Consider Universal Design for Learning Guidelines

UDL, or Universal Design for Learning, is a framework for improving and optimizing teaching and learning that aims to meet the needs of all student learners and make learning environments accessible and challenging for all students. The framework was originally developed by CAST, a nonprofit education research and development organization with close ties to Harvard University, in the early 1900s. Since then, it has become a widely used framework for designing equitable courses, and for reflecting on and reframing conversations around classroom accessibility. The three main tenants of this framework are: multiple means of representation, multiple means of expression, and multiple means of engagement.

References

Harris, F. & Wood, J.L. (May 27 2020). Webinar: Employing Equity-Minded & Culturally-Affirming Teaching Practices in Virtual Learning Communities.

Hogan, K. & Sathy, V. (April 8 2020). 8 Ways to be More Inclusive in Your Zoom TeachingThe Chronicle of Higher Education.

Poll, K, Widen, J, Weller, S. (2014).

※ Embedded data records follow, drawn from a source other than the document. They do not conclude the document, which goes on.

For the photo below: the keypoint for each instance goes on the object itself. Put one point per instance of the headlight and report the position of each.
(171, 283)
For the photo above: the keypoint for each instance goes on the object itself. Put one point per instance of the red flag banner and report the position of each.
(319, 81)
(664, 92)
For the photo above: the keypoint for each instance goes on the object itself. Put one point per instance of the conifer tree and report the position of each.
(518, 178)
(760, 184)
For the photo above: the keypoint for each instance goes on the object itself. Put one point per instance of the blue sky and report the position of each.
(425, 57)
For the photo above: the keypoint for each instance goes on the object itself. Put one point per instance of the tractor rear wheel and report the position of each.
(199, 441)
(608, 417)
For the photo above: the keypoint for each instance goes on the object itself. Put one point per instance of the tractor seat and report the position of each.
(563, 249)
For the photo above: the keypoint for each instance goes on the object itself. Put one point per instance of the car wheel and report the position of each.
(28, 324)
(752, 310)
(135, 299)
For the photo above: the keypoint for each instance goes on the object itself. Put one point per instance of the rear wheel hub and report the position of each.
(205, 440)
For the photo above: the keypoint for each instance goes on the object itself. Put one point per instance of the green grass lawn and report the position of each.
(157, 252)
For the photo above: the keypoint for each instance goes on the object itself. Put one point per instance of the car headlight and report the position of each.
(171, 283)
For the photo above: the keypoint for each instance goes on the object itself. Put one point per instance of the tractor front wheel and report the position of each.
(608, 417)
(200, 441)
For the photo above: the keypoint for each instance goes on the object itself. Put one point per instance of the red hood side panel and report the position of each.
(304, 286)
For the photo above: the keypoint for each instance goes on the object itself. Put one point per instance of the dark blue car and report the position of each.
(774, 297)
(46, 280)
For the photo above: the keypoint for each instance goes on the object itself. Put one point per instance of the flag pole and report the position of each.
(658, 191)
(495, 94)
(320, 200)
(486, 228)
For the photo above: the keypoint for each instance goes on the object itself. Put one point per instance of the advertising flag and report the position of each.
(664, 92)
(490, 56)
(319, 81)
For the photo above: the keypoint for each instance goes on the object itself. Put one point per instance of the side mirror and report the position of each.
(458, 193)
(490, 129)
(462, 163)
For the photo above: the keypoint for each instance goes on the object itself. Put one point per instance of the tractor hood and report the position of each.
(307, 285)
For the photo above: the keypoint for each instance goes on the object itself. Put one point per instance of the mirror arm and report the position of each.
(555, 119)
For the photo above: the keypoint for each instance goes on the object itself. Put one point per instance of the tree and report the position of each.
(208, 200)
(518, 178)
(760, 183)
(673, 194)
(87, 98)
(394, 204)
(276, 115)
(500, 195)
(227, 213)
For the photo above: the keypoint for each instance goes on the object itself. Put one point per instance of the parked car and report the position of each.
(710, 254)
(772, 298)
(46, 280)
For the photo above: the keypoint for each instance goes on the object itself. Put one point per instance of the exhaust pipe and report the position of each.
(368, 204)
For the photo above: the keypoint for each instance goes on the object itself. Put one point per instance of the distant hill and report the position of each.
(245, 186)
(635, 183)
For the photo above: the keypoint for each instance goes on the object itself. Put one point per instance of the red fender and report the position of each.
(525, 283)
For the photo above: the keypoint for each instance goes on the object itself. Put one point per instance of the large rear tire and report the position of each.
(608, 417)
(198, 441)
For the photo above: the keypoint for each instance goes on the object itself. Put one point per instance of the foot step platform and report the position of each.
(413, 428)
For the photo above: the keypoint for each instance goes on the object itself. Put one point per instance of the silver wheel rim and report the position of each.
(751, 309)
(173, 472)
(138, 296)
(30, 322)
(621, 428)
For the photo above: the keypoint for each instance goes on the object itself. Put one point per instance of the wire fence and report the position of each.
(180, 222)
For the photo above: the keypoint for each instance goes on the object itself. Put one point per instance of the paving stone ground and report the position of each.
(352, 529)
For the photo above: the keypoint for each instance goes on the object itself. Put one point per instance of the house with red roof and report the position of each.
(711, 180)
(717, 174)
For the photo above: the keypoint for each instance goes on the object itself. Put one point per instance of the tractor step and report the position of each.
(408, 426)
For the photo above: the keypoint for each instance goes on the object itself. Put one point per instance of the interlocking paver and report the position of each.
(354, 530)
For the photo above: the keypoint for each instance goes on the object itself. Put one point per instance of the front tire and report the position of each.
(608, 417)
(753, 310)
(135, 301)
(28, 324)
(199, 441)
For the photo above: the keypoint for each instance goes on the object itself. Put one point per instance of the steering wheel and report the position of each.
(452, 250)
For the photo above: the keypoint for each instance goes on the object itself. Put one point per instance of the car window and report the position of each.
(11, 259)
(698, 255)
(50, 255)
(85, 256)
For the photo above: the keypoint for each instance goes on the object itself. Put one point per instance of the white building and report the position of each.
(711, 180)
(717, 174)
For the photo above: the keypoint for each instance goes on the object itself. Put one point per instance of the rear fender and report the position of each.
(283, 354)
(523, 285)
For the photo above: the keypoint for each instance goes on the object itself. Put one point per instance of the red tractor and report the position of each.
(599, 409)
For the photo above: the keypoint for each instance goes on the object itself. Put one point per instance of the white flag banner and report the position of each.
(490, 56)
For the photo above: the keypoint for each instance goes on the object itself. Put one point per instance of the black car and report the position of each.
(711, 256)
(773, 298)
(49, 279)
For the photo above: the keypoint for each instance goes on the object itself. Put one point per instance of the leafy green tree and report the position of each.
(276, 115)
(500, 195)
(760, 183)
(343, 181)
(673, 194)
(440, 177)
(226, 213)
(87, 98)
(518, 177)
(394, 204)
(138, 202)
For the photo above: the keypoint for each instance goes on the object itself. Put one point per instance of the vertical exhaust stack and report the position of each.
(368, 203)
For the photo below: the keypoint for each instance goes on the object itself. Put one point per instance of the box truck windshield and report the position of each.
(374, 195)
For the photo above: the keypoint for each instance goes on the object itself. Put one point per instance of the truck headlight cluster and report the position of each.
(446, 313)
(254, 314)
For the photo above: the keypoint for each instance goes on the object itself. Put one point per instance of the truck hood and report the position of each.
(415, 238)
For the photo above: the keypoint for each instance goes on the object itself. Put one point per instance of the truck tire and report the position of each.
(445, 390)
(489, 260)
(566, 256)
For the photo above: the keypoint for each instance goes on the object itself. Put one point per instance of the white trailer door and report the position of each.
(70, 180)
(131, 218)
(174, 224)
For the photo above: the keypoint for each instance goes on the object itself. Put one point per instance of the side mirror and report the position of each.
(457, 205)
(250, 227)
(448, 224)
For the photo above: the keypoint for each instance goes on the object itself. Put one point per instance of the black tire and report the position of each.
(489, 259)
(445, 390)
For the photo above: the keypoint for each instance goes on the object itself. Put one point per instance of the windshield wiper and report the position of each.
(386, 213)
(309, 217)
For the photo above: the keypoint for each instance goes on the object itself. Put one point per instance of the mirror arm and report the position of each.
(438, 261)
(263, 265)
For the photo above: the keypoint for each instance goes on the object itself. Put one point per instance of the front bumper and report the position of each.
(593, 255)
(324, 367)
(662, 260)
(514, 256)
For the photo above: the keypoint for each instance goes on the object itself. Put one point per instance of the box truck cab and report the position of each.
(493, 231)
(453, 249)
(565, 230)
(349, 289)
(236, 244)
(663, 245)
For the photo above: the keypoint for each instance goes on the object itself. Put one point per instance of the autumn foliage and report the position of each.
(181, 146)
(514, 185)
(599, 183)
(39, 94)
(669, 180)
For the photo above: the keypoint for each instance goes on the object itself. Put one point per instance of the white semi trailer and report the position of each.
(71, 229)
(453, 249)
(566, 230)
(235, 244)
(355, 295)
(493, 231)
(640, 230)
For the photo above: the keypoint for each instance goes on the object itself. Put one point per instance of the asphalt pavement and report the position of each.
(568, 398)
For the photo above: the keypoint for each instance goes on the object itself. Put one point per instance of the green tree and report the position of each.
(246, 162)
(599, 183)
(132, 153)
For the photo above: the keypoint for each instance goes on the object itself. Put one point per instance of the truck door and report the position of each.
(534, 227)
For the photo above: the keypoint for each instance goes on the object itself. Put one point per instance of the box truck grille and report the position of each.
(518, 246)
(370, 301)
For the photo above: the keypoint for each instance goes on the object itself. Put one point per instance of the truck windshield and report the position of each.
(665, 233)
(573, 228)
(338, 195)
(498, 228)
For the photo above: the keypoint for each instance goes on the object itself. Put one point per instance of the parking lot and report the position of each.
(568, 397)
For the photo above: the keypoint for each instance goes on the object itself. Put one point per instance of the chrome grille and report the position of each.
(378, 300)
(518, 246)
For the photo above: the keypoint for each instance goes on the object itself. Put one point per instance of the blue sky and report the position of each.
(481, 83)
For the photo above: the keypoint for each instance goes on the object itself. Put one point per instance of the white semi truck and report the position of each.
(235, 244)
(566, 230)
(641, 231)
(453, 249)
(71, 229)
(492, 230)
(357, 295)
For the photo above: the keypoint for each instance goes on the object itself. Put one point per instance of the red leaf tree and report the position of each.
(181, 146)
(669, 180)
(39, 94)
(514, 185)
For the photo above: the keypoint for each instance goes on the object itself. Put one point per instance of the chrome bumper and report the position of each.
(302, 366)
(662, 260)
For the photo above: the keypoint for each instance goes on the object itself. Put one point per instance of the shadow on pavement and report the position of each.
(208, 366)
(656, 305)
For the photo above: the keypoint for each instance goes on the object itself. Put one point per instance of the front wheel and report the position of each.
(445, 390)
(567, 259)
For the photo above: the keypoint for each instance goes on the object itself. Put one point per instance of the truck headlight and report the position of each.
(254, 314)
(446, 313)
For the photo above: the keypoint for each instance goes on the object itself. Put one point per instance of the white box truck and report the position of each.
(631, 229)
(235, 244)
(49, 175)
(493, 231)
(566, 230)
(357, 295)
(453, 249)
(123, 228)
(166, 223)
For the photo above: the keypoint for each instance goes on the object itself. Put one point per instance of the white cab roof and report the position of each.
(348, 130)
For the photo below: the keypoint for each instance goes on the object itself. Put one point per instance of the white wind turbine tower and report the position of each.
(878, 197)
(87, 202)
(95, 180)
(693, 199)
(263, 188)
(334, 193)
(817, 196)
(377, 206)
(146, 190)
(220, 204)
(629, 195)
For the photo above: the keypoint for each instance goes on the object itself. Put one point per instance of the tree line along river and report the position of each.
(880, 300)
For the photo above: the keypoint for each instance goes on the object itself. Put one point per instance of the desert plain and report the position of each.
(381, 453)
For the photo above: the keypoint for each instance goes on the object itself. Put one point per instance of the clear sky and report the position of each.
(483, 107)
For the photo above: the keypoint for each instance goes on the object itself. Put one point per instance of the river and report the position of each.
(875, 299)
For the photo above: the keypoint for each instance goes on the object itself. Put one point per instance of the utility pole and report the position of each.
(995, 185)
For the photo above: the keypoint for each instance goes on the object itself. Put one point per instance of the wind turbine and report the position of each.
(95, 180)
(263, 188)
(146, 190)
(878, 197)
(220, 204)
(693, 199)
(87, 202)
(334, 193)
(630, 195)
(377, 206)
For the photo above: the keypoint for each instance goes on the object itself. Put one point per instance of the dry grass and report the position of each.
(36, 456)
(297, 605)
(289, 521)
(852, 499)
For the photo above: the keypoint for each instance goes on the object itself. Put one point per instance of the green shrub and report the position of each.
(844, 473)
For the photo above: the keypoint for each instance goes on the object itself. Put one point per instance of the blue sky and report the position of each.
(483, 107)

Six Instructional Best Practices for Online Engagement and Retention. Journal of Online Education 1(1).

Rice University Center for Teaching Excellence (March 13 2020). Inclusion, Equity, and Access While Teaching Remotely.

Richardson, J. C., & Swan, K. (2003). Examining social presence in online courses in relation to students’ perceived learning and satisfaction.

Wei, C. W., & Chen, N. S. (2012). Kinshuk,“A model for social presence in online classrooms,” Education Technology Research, 60, 529-545.